Download Crimes of the Past (2010)

Movie Review:


A spy unwittingly puts himself and his family in danger as he tries to reconnect with the child he left behind in this independent drama from director Garrett Bennett. In the early 1980s, Thomas Sparrow (David Rasche) was an operative with the CIA whose work often kept him away from his wife and young daughter. During a secret money-drop operation in Germany, things went awry and Sparrow was seriously hurt while the cash went missing. When Sparrow returned home, he learned his wife had been having an affair with another man, leading to an ugly altercation that terrified his daughter Josephine. Sparrow's wife banished him from the house, and with a new assignment, he literally disappeared from the lives of his wife and child. Twenty-five years later, Sparrow has retired from intelligence, and he travels to Seattle where Josephine (Elisabeth Rohm), now in her mid-thirties, is living. Observing his daughter from a distance, Sparrow sees that growing up without a father had taken a toll on her; she's a single mother with a drinking problem who is clearly unhappy with her life, and Sparrow tries to reintegrate himself into her life and help repair the damage he's done. But Sparrow's years with the CIA still follow him, and he's become the target of Russian mobsters who are convinced he knows where the fortune he lost years ago can be found.
Also starring Eric Roberts, but also David Rasch, who built up a generation of goodwill. Rasch plays a CIA operative with the very Graham Greene-ish name of “Sparrow” who wishes to fly from his undercover existence and live in the “real” world where he has utterly nothing to live for. Besides that, he’s bitter about the fact that decades earlier — on an day he promised his young daughter he would be right back and not stay away so long — he’s caught in a botched operation with the KGB and left mutilated and presumed dead. Needless to say, he never keeps his date with his daughter. Flash-forward 26 years and the daughter, played by a very earnest Elisabeth Rohm, is a loser in her own right — a divorced, AA-failing absent mother who pines for a relationship with anyone…except dear old dad.

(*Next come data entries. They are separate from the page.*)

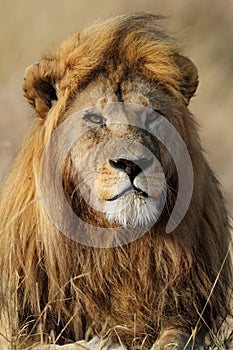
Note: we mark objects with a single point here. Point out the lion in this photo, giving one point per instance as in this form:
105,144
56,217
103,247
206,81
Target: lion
93,257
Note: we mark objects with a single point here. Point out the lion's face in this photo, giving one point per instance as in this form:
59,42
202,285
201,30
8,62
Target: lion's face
116,163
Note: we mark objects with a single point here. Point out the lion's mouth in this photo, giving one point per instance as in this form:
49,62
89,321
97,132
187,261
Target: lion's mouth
131,188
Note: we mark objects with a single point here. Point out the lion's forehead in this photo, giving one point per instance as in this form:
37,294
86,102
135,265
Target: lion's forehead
104,90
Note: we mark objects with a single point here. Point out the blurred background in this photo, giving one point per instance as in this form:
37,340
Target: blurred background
205,27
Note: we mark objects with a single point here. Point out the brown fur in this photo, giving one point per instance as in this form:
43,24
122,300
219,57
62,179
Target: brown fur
155,283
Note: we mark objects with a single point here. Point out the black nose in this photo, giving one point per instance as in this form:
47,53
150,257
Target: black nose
131,168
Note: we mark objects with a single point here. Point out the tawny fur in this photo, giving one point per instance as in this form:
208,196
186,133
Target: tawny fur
157,282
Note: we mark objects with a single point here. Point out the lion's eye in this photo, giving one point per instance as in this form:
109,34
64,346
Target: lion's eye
95,119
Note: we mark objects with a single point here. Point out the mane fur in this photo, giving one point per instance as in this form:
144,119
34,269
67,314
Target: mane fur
155,282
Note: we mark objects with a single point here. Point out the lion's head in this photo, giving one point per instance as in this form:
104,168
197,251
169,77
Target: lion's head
108,102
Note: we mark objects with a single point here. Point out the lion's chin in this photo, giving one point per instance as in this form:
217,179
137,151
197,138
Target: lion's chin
133,210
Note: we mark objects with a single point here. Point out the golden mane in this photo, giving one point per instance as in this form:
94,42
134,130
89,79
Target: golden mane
157,282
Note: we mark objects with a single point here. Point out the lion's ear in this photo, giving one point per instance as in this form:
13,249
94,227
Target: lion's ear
189,73
40,92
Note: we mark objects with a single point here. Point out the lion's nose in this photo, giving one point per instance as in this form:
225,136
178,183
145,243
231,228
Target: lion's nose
131,168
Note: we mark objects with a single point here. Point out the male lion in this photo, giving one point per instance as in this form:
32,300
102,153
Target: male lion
93,256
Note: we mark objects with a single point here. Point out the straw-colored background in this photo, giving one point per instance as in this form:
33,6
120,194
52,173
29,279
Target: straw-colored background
30,28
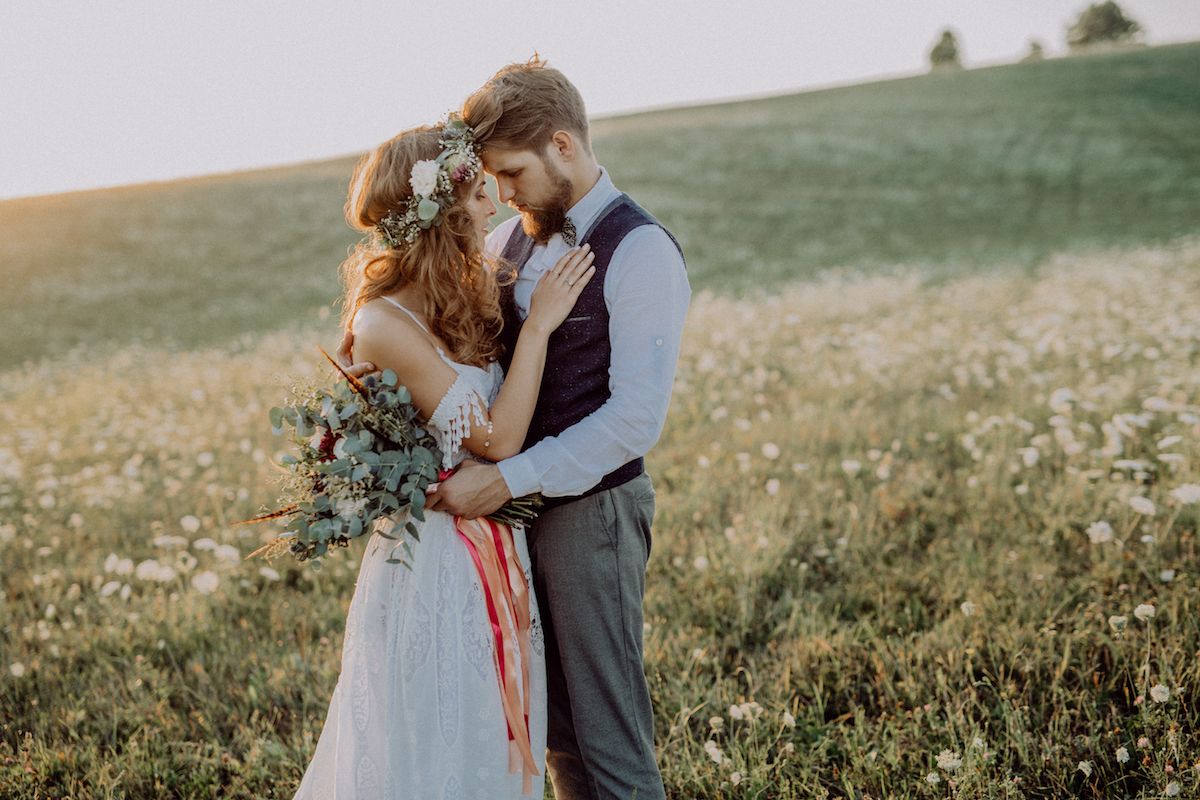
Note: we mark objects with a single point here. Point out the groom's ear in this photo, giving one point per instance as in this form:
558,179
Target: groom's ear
564,144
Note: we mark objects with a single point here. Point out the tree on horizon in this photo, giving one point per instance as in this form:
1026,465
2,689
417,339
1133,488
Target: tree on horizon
945,54
1103,23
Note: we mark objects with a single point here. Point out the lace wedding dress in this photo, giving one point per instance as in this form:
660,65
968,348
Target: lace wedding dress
417,713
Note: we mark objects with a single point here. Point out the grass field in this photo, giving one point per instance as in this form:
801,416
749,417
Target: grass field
996,168
927,527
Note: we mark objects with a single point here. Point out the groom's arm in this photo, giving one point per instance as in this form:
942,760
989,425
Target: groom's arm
647,294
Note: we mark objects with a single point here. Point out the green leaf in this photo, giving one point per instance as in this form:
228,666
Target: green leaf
426,210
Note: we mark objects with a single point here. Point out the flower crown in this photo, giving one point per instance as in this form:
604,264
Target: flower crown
433,184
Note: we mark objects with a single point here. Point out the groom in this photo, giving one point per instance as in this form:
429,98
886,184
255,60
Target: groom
603,403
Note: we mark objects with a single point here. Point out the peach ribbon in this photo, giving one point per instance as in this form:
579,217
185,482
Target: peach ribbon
491,547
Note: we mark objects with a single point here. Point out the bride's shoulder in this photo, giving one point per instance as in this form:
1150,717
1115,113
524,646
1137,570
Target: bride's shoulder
378,322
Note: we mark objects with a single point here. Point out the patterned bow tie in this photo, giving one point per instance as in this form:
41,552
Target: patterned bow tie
569,232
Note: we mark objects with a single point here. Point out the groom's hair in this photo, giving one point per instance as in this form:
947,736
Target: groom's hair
522,106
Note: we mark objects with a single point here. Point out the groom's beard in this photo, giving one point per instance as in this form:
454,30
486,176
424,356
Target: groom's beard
546,221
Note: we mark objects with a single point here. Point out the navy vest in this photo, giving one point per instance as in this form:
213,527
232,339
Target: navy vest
575,382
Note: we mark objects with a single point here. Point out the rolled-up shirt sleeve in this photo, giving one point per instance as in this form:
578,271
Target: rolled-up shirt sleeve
647,294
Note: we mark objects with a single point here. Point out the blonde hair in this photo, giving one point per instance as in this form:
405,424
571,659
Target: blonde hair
522,106
461,288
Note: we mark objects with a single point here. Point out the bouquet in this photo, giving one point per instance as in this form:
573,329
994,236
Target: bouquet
363,456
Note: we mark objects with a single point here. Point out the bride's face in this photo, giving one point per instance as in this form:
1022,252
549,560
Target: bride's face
480,208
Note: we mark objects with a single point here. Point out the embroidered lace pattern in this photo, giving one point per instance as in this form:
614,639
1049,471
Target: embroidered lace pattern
453,417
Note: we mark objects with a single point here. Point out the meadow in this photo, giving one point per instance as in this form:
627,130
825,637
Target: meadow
997,168
927,527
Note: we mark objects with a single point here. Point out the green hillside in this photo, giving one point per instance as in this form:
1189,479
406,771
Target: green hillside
993,167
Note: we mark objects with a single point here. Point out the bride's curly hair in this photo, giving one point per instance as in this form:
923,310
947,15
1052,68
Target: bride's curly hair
461,284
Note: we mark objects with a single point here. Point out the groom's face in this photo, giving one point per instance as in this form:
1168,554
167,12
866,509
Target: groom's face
533,184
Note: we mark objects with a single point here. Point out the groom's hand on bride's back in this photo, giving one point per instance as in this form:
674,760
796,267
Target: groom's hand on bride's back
474,491
346,358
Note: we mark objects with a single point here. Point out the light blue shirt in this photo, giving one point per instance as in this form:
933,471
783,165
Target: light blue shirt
647,294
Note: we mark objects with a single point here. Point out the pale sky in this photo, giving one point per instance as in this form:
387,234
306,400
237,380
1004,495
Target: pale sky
118,91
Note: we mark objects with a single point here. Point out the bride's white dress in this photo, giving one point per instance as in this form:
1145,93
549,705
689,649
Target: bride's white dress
417,711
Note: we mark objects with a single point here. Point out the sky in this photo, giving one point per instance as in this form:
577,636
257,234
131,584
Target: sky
101,94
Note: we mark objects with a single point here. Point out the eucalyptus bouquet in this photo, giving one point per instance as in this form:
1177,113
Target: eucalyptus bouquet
363,456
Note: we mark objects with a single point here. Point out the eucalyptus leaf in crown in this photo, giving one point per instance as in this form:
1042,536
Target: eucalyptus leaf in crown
433,186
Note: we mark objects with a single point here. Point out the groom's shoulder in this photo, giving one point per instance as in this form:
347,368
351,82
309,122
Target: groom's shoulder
646,233
501,235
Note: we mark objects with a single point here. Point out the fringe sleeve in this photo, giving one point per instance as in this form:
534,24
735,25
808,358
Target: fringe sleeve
453,419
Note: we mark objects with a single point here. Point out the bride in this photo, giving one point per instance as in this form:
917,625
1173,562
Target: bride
432,702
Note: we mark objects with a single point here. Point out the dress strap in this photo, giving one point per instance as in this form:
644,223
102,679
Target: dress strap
419,324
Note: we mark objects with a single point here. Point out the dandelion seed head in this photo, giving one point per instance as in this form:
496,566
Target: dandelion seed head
1141,505
949,761
1099,533
205,582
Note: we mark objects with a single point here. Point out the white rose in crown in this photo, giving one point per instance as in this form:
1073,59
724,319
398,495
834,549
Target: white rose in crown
424,178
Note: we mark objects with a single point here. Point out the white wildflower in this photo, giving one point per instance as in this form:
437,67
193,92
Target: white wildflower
1143,505
1099,531
1187,493
949,761
147,570
1061,401
424,178
169,541
205,582
349,507
227,553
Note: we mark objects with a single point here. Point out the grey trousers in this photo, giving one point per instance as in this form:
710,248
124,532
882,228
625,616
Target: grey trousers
589,572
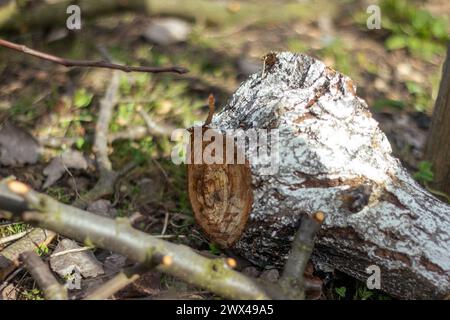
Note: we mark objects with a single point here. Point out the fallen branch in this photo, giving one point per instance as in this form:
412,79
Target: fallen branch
108,177
301,249
87,63
44,278
13,237
119,236
117,283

But Sparrow’s resurfacing also draws attention to his identity, and a grudge-bearing KGB exploits the father-daughter relationship to lure Sparrow into a place where they can finish him off.

It sounds better than it plays — oh wait, right, Eric Roberts. Roberts pops up now and again Sparrow’s former-CIA buddy who counsels him on how to live among civilians. This inspires Sparrow to use his espionage skills to study his daughter and see how he might worm his way into her crumbling life.
It sounds better than it plays as the black-and-white flashbacks shuffle get confused with the deliberately paced spy scenes, thereby diluting any drama or danger that you might expect to develop. On the other hand, Rohm uses her experienced supporting cast to turn in a really touching portrait.